If I combat this by updating their profile to say... "Activating..." when they click the "Subscribe" link, and they don't complete the PayPal process... it could be forever saying "Activating...".
Just curious, as this is my first time integrating PayPal:
How do you handle the state between the time the user clicks the subscribe link and it takes for the IPN process to complete?
Have you ever had any issues with IPN's not arriving quickly?
Your question suggests that the connection to the remote server is asynchronous (ajax)?
It's probably easier to write it in a synchronous manner, so the IPN is guaranteed to return. If it doesn't, it means that:
a) The user closed the browser after being redirected to the remote server;
b) The remote server did not respond.
Good payment gateways will redirect the user back to your site if they click maybe the "Cancel" button, but a return is never guaranteed, so you need to handle it correctly.
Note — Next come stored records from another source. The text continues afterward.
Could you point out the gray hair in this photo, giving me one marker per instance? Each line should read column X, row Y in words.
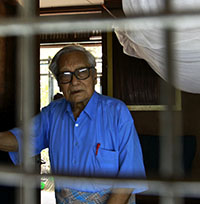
column 54, row 63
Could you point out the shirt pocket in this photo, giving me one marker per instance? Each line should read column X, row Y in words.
column 106, row 163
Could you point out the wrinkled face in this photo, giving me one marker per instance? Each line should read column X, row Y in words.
column 77, row 91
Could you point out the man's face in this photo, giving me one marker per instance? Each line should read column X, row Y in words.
column 77, row 91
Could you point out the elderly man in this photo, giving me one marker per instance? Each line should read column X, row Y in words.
column 87, row 134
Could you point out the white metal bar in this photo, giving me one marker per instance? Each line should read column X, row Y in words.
column 29, row 26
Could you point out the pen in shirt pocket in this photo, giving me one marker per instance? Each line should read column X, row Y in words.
column 97, row 148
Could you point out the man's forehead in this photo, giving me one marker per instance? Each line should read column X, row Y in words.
column 75, row 58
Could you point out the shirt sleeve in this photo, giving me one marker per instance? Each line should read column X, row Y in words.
column 38, row 135
column 130, row 154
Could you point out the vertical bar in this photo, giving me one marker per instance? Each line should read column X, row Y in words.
column 110, row 64
column 170, row 127
column 26, row 101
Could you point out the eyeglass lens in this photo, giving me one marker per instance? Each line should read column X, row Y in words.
column 82, row 73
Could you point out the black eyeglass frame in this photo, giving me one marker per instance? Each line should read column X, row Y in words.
column 74, row 73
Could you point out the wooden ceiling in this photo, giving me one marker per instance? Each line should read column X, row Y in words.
column 108, row 7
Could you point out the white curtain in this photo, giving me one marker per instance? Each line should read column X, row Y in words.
column 149, row 43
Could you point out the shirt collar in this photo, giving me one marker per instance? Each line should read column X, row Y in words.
column 90, row 108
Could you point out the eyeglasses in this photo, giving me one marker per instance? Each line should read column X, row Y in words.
column 80, row 73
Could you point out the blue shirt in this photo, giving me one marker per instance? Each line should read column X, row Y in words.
column 73, row 143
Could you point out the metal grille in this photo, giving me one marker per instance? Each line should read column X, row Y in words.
column 171, row 187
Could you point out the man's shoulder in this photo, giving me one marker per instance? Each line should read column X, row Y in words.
column 56, row 104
I would have a separate table to log the transactions for a given user; that is:
one user, many transactions
Some payment gateways allow you to define as callback to your server when a transaction is completed. That is, the connection is initiated by the gateway -- it does not run the browser, as the user can close the tab/window -- where it does a post to your callback URL, and then you update the status of the transaction.
I'm not sure if PayPal does allow for such things, but so far, I've never had issues with PayPal because I've always written it in a synchronous manner.
Of course, if asynchronous is required, then your ajax function has to have a timeout/error handler -- I recommend jQuery, of course.
I've never had any issue with IPN not arriving quickly, but then again I have never really had a huge website with a lot of users. I also didn't make any significant changes to a user account until I received the IPN.
I made a paid registration for one of my websites using the paypal API. A user would fill out their username, password, etc. and I would pass the variables to the paypal API. The data wouldn't be acted on until I did receive the IPN.
You could always associate a timestamp with a pending payment if you feel the status "Activating..." is important within a user profile. A pending payment could timeout after 10 minutes.